Thursday, 12 June 2008
Thursday 12th June - When it feels as if God has let you down
DAILY BYTE
Elijah’s cave was both literal and spiritual in that it represented something of the darkness and loneliness of feeling that God had let him down.
But God finds Elijah ... even in this cave. ‘So what are you doing here Elijah?’
This question eventually pierces through his self absorbed misery. In response, Elijah launches into the same theme that he had been repeating for weeks which went something like this:
‘I have been very zealous and faithful for you God; I have done so much good! How can you let this happen to me? Evil just seems so powerful. I don’t deserve this and life is just unfair.’
If those words sound at all familiar, it is probably because you might have said a version of them yourself once or twice. God tells Elijah to go stand by the entrance of the cave because his presence is about to pass by. And then this powerful wind, a great earthquake and a mighty fire all roar by BUT God is not in any of those things.
This must have been strange for Elijah, because last time he looked God WAS in those types of things. Remember his success on Mount Carmel where God poured fire upon his sacrifice.
Is God found only in big events? In successful moments?
Truth be told, isn’t that how we all think sometimes? We think (and feel) that God is there for us when our lives go well, and the chips fall in our favour. We feel divinely blessed by God if we get that promotion, or when it all works out for us?
Don’t we tell ourselves that God is near if our prayers are answered?
But that is only a small part of a much greater truth because God is always, always there. He is also there in life’s small events – in our failures, tears and poverty, and when our prayers DON’T seem answered. Falling down doesn’t mean that God has left us, it just means that life can be both tough and unfair and that bad things happen to good people.

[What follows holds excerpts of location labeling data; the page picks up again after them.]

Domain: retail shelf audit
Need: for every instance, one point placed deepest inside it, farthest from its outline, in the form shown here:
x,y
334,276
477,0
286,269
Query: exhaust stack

Even God on earth experienced a cross after all. Jesus came to earth to show us how to love and died violently as a result. You cannot get more grossly unfair than that. Jesus’ prayer to ‘take this cup of suffering from me’ was answered, but in the negative.

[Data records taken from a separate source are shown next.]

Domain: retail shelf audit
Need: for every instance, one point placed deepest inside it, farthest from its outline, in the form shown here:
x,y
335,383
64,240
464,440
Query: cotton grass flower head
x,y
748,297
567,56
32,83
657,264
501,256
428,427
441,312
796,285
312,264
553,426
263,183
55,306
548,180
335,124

Elijah has this to learn and he did so when there came a ‘sound of sheer silence.’ If you read the text carefully you will notice that he was still in his cave at this point. Elijah had disobeyed God’s command to go wait outside, so he hardly noticed the big and noisy events roaring by.
But at the sound of sheer silence Elijah understands. He gets it. He jumps up and runs out the cave. Elijah covers his head because he realises he is now in God’s presence – in a place of holy recognition and realisation - and this is what he realised:
That God is always there, even if our prayers and pleas receive only silence as an answer. That even if we have failed miserably, if we have run away from our responsibilities and if we have given up on God ... He will never give up on us!
How has that been true for you lately?
PRAY AS YOU GO
Lord we sometimes have a tendency to affirm your presence only in ‘the big’ – our moments of success. Help us to find you in our moments of failure and weakness and pain. Help us to know that even if our prayers seemingly bounce back to us or disappear into thin air that you are still there. Amen.
FOCUS READING
1 Kings 19. 9b-13 NIV
And the word of the LORD came to him: "What are you doing here, Elijah?"
He replied, "I have been very zealous for the LORD God Almighty. The Israelites have rejected your covenant, broken down your altars, and put your prophets to death with the sword. I am the only one left, and now they are trying to kill me too."
The LORD said, "Go out and stand on the mountain in the presence of the LORD, for the LORD is about to pass by."
Then a great and powerful wind tore the mountains apart and shattered the rocks before the LORD, but the LORD was not in the wind. After the wind there was an earthquake, but the LORD was not in the earthquake. After the earthquake came a fire, but the LORD was not in the fire. And after the fire came a gentle whisper. When Elijah heard it, he pulled his cloak over his face and went out and stood at the mouth of the cave.
Then a voice said to him, "What are you doing here, Elijah?"